Voice for the web

11:04am Friday 12th December 2008

By Maggie Hartford

For most people, the Internet is a boon. You can book a holiday, pay a parking fine or register to vote without leaving your house. You can also avoid queues at a travel agent, council office or Post Office.

But, as more and more services become available online, many people are being disadvantaged, including the UKs estimated ten million disabled people, with an annual spending power of £80bn.

Lucien Taylor, of Oxford Information Labs, believes passionately that anyone with a website has a moral duty to make it accessible to those with poor sight or hearing, or mobility problems.

His company, based at Oxford Science Park, has created a new technology that enables web pages to be read aloud, but he says even charities are failing to make their websites available to people with sight problems.

He said: “There is legislation that anyone providing a service online has to make it accessible to everyone. But so many people are infringing the law — there is an enforcement problem.

“If it is a public service and it is only available on the Internet, then you are obliged to make it accessible. But there is a grey area — for example, if it is available elsewhere, but only by queuing for hours at a Post Office. I think that is an issue.”

Last year, an EU survey showed that only five per cent of public websites and three per cent of private websites complied with guidelines. He and his fellow directors, Philip Prince and Mark Robertshaw, did their own survey and found that 90 per cent of websites failed to comply in any way. Top website for accessibility, incidentally, was Oxford University.

Mr Taylor said: “Businesses cheat by employing software that appears to make their website accessible. There is a box-ticking mentality.”

His company paid the Shaw Trust, based in Cardiff, to test its system. “We designed the software to meet their needs. They have people with a wide range of disabilities, not just sight problems but other needs.

“It has been fascinating. We did not do it to make money — we were asked to do something, and we just got clever at it.”

Originally an actor, Mr Taylor left the profession after ten years and retrained in IT, specialising in document automation for the publishing industry. His company designed a dispute resolution system for Oxford company Nominet, which controls all domain names ending in .uk, and a quality improvement hub for the Royal College of Nursing, which has a research institute at the science park.

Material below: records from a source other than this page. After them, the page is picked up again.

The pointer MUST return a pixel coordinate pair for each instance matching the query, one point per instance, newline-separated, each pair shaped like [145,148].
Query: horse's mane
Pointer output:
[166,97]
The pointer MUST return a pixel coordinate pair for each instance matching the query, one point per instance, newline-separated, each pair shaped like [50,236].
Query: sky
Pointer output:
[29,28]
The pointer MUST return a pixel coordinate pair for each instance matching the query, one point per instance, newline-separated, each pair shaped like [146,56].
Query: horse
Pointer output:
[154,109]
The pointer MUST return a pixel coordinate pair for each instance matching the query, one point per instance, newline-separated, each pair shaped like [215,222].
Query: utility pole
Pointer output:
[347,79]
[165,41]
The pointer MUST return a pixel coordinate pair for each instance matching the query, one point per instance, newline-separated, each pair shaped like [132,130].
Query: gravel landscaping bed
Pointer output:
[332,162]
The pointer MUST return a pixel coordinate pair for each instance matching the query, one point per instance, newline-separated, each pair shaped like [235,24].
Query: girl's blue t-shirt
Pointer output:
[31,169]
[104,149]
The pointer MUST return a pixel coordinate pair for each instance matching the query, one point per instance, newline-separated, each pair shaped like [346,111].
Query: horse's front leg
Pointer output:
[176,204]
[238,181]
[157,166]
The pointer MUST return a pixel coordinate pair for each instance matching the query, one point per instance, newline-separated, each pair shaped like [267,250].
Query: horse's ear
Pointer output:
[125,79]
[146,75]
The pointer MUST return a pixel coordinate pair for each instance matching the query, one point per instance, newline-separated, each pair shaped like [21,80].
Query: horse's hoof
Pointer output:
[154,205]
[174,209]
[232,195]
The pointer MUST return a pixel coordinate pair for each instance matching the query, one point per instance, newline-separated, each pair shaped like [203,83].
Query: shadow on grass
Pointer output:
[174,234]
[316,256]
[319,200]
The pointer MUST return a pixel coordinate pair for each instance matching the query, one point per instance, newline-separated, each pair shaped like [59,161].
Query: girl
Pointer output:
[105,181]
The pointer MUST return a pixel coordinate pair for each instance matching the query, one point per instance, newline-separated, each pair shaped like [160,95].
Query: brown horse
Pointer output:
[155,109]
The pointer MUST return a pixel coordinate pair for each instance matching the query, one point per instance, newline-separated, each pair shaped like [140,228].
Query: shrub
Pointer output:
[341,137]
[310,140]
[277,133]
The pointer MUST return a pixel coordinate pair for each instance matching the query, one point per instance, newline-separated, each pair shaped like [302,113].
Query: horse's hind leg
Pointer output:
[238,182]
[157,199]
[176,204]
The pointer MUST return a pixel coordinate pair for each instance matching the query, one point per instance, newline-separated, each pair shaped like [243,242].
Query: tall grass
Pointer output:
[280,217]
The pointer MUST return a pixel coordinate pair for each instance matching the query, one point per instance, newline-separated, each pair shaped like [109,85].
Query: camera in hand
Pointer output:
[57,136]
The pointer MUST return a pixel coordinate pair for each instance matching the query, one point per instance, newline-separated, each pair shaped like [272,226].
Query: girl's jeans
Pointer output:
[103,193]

He says the success of his company is partly due to the fact that it is based in Oxford, and can attract talented staff.

The move into ‘assistive technology’ came after Oxford Information Labs designed a website for a pilot Goverment project on support for under-fives. One of the requirements was that it should be accessible to people who can’t read.

“We had to make the information available to everybody, so we designed a text-to-speech element called Speak.To.Me. It allows people to listen to the website without having to download or install extra software, and without having a high-end PC.”

Designing the system, they used a voice “rather like Sue McGregor’s, a classic Radio 4 voice”, according to Mr Taylor.

“It was important to us to have a real person, not a voice synthesiser that sounds like a Dalek. It is 1,000 times cheaper than paying an actor to sit in a studio, which is the alternative. And you couldn’t do that and read a list of search results in real time — it is just not feasible.”

It was so successful that the idea was copied by Oxford City Council, which has made its website more accessible in other ways.

“We were asked to produce a video with streaming content and they are looking at alternative ways of presenting written text.

“One thing that has proved successful is to present the content as video, and we are also doing a subtitling project.”

But he is disappointed that so few businesses are interested in addressing the accessibility of their websites.

“Our strategy now is to please customers with other things that we do, and built trust, introducing Internet accessibility through the back door as an added value.”

He added: “it’s an area that has been dominated by techies, but you have to think about the human users. People don’t question it when they have to fit a ramp for the disabled, but they won’t change their website.”

“There is a real challenge for the technology sector, because we haven’t given people a good time. We have a real trust issue in our industry. We spend most of our time wooing new clients, trying to reassure them that we will be fair and honest.”